Neerstedt, 14. Juni 2017. Wie vermittele ich den Wunsch, die Sucht zu beenden? Diese Fragestellung steht für Gunter Burgemeister, den neuen Chefarzt der Fachklinik Oldenburg Land im Vordergrund. Denn in dieser Einrichtung des Diakonischen Werkes werden Menschen mit Beeinträchtigungen behandelt, die eine Suchterkrankung haben. „Wir haben zu 80 bis 90 Prozent Patienten mit einer Intelligenzminderung“, berichtet Burgemeister. Aus ganz Deutschland kommen die Patienten in die Klinik nach Neerstedt, um ihre Suchterkrankung zu besiegen.
Seit dem 1. April leitet der Facharzt für Psychologie und Psychotherapie die Fachklinik in Neerstedt und auch die Dietrich-Bonhoeffer-Klinik in Ahlhorn. Während in Ahlhorn die jungen Patienten im Fokus stehen, hat sich Neerstedt - auch durch den Aufbau der neuen Fachklinik in Oldenburg - noch stärker auf die Behandlung von Menschen mit Intelligenzminderung spezialisiert. „2,5 Prozent der Bevölkerung haben eine Intelligenzminderung und jeder Zehnte davon lebt mit einer Suchterkrankung“, verdeutlicht Burgemeister, wie wichtig dieses Tätigkeitsfeld ist.

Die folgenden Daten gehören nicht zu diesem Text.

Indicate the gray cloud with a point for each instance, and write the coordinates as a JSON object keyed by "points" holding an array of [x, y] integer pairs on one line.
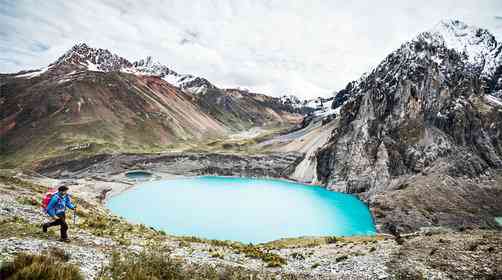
{"points": [[305, 47]]}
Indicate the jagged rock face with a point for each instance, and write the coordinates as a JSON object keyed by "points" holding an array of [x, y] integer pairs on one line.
{"points": [[424, 102], [419, 138], [95, 59]]}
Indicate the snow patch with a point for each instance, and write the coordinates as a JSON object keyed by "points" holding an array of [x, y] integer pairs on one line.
{"points": [[493, 100]]}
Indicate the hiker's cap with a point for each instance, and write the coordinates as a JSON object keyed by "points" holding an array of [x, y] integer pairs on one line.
{"points": [[63, 187]]}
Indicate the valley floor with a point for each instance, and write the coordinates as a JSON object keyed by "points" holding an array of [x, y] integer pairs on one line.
{"points": [[434, 253]]}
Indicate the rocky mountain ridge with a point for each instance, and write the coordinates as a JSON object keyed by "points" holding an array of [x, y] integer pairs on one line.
{"points": [[428, 109]]}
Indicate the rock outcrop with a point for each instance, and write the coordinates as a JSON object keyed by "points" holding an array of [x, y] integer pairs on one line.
{"points": [[429, 109]]}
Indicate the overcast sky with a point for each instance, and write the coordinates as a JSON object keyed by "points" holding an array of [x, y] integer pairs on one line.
{"points": [[308, 48]]}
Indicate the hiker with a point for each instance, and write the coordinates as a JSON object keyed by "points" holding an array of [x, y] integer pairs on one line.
{"points": [[56, 209]]}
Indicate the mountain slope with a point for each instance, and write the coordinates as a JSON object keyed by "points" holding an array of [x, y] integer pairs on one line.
{"points": [[419, 138], [91, 100]]}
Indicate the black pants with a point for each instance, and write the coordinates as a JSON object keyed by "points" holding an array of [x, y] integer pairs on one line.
{"points": [[61, 221]]}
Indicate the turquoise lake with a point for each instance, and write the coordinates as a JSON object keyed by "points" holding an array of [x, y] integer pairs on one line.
{"points": [[242, 209]]}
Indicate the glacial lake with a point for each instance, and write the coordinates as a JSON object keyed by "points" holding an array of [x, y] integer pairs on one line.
{"points": [[242, 209]]}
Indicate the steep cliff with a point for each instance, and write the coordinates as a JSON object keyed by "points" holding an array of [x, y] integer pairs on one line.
{"points": [[419, 137]]}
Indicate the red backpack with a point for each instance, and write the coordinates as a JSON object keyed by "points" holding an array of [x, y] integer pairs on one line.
{"points": [[47, 198]]}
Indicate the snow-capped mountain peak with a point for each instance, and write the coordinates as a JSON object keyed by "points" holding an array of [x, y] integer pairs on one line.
{"points": [[478, 44], [102, 60], [93, 59]]}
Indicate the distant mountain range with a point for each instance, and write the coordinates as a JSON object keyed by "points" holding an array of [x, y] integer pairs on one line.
{"points": [[96, 99], [420, 136]]}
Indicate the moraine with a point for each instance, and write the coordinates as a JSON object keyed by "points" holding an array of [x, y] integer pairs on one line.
{"points": [[243, 209]]}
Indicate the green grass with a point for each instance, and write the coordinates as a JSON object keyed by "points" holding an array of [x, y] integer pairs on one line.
{"points": [[154, 265], [50, 265]]}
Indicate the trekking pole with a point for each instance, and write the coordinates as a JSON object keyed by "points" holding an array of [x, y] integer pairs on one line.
{"points": [[75, 213]]}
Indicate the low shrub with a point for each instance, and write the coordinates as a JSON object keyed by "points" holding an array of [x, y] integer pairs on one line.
{"points": [[155, 265]]}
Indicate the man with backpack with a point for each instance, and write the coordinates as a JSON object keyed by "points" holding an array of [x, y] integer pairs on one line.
{"points": [[56, 209]]}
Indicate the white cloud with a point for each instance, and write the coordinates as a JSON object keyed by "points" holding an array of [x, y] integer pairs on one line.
{"points": [[306, 47]]}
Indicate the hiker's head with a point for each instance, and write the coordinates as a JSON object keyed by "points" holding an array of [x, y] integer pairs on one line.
{"points": [[63, 189]]}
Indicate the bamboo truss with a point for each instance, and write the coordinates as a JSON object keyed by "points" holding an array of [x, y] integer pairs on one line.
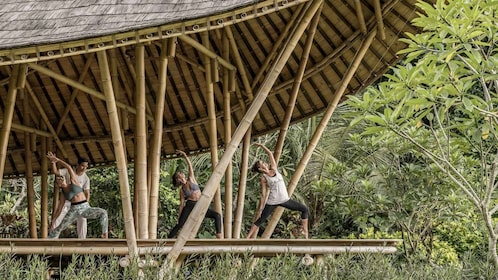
{"points": [[128, 79]]}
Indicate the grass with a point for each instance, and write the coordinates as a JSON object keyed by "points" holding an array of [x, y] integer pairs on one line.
{"points": [[231, 267]]}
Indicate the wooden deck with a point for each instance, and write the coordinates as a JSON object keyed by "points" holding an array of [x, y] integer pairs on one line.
{"points": [[256, 247]]}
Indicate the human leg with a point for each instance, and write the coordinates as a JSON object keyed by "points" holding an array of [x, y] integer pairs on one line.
{"points": [[65, 209], [189, 206], [88, 212], [217, 221], [81, 225], [294, 205], [68, 219], [253, 232]]}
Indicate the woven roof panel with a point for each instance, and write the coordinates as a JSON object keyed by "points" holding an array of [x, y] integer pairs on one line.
{"points": [[64, 90]]}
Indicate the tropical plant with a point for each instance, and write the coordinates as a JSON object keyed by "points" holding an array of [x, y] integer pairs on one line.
{"points": [[443, 100]]}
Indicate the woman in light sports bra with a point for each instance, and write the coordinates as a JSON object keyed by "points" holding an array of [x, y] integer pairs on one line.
{"points": [[79, 205], [190, 193]]}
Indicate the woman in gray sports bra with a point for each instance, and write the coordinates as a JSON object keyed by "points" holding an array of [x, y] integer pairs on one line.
{"points": [[79, 205], [189, 195]]}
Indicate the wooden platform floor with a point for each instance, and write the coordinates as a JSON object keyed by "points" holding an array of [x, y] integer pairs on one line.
{"points": [[256, 247]]}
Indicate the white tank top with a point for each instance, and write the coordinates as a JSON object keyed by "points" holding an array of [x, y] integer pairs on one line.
{"points": [[278, 190]]}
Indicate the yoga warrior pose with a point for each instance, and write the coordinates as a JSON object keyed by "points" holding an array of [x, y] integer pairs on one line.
{"points": [[190, 193], [73, 192], [273, 194]]}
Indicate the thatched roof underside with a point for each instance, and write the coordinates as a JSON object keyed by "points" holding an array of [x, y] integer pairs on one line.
{"points": [[63, 37]]}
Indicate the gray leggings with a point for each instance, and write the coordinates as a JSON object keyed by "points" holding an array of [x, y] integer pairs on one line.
{"points": [[81, 210], [289, 204]]}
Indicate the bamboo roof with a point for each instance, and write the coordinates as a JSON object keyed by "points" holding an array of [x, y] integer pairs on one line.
{"points": [[62, 97]]}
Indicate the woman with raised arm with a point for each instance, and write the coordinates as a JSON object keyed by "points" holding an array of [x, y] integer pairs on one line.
{"points": [[190, 193], [273, 194], [73, 192]]}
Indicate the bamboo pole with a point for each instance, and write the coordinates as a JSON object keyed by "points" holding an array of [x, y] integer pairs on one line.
{"points": [[206, 51], [296, 86], [140, 162], [70, 103], [241, 195], [227, 120], [359, 15], [168, 49], [192, 225], [8, 113], [380, 21], [119, 151], [295, 19], [79, 86], [213, 131], [46, 120], [28, 151], [23, 128], [319, 130], [239, 63], [44, 188]]}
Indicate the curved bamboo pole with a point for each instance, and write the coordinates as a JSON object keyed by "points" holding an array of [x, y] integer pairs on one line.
{"points": [[284, 127], [192, 225], [168, 48], [213, 132], [228, 136], [44, 187], [8, 114], [140, 162], [319, 131], [119, 151]]}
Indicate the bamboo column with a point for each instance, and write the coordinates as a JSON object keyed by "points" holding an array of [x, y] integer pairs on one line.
{"points": [[296, 86], [227, 120], [28, 151], [192, 225], [141, 197], [168, 48], [213, 139], [319, 130], [118, 144], [44, 187], [10, 103], [241, 194]]}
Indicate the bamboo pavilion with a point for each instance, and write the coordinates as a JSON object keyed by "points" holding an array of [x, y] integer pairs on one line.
{"points": [[128, 82]]}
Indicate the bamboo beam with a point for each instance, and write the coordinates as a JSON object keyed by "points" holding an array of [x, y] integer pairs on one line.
{"points": [[70, 103], [227, 122], [119, 151], [284, 126], [193, 224], [28, 151], [240, 64], [45, 119], [296, 18], [359, 15], [380, 21], [23, 128], [80, 86], [319, 130], [206, 51], [44, 188], [140, 162], [213, 131], [168, 49], [241, 195], [8, 114], [258, 248]]}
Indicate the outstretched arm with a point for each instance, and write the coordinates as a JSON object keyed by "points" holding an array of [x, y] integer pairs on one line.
{"points": [[54, 159], [273, 163], [191, 175]]}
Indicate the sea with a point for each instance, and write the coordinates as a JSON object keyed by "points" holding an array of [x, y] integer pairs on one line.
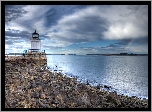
{"points": [[127, 75]]}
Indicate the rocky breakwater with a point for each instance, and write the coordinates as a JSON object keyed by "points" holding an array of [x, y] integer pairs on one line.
{"points": [[28, 86]]}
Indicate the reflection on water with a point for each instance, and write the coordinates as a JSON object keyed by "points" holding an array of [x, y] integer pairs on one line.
{"points": [[126, 74]]}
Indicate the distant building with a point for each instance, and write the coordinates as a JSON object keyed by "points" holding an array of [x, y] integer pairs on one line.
{"points": [[35, 42]]}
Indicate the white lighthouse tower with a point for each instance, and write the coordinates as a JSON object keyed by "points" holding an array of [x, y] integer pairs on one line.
{"points": [[35, 42]]}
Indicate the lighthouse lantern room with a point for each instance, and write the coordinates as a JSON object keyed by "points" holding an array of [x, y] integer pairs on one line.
{"points": [[35, 42]]}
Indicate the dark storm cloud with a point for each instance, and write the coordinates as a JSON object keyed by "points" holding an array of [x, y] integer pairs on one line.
{"points": [[17, 33], [57, 12], [9, 42], [13, 12]]}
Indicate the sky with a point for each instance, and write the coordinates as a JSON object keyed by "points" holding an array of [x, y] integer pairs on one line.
{"points": [[78, 29]]}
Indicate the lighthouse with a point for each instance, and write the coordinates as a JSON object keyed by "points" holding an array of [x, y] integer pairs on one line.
{"points": [[35, 42]]}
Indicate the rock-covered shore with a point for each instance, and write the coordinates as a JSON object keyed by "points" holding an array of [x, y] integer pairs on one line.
{"points": [[28, 86]]}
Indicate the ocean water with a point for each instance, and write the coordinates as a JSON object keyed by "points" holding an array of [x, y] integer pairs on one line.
{"points": [[126, 75]]}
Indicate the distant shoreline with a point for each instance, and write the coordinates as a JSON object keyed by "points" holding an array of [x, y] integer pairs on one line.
{"points": [[87, 54]]}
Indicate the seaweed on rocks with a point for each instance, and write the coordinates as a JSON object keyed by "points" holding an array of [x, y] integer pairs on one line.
{"points": [[27, 87]]}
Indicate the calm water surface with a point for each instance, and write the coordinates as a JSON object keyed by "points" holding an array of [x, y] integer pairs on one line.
{"points": [[126, 74]]}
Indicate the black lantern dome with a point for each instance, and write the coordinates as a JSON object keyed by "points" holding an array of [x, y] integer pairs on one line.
{"points": [[35, 35]]}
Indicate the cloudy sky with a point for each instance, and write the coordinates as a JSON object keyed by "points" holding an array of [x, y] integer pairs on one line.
{"points": [[79, 29]]}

Um den Patienten zu helfen ohne Alkohol oder andere Suchtmittel zu leben, setzen Burgemeister und sein Team aus Therapeuten, Heilerziehungspflegern und Pflegekräfte auf einen klar strukturierten Tagesablauf. Zu diesem gehören die psychologische Beobachtung und die Therapie. „Wir müssen bei jedem einzelnen Patienten neu herausfinden, womit wir das Verlangen nach dem Suchtmittel hemmen können“, sagt Burgemeister. In der Kunsttherapie, bei der Arbeit in den Werkstätten und Gewächshäusern und in der Küche erreichen die Patienten Erfolgserlebnisse, die Ihnen helfen zu einem suchtfreien Leben zu kommen. Dazu kommt die soziale Integration. „Das fängt mit ganz banalen Dingen wie dem Essverhalten an“, sagt der 59-Jährige und ergänzt: „Wir müssen den Patienten in die Welt integrieren, aber gleichzeitig seine Welt auch ein bisschen so verändern, dass sie zu ihm passt. Dazu würde sich Burgemeister eine Vernetzung mit den Einrichtungen wünschen, in die die Patienten nach der Entwöhnung zurückkehren. „Was wir hier initiiert haben, muss dort weitergeführt werden.“
Vor Ort ist Burgemeister nicht nur für sein Team ein wichtiger Ansprechpartner. Jeder Patient wird beim Rundgang über das weitläufige und von den Patienten selbst mitgestaltete Gelände mit ein paar Worten begrüßt. „Es ist sehr wichtig, dass unsere Patienten spüren, ich bin jemandem wichtig“, erläutert Burgemeister und so nimmt er sich immer Zeit für ein kurzes Gespräch. Ob der Tagesplan oder Liebeskummer, jedes Thema kann dabei angesprochen werden. „Beziehungsprobleme sind ein wichtiges Thema, dem wir uns noch verstärkter widmen wollen“, berichtet Simon Richards, Gruppentherapeut in der Einrichtung. Denn viele der Patienten sind in Beziehungen, die sie schwächen, oder leiden unter dem Fehlen von Beziehungen. „Einsamkeit ist ein großes Problem“, ergänzt Burgemeister.
Insgesamt können in Neerstedt 50 Patienten gleichzeitig betreut werden. Durchschnittlich bleiben die Patienten 12 bis 21 Wochen in der Klinik. Und 90 Prozent der Patienten werden regulär entlassen. „Das ist ein sehr guter Wert“, betont der Chefarzt. Burgemeister hat im Saarland studiert und später unter anderem am Sächsischen Krankenhaus Großschweidnitz Erfahrungen in der Therapie geistig behinderter Menschen gesammelt. Zuletzt war er Oberarzt des Landeskrankenhauses im österreichischen Steyr und kam von dort ins Oldenburger Land.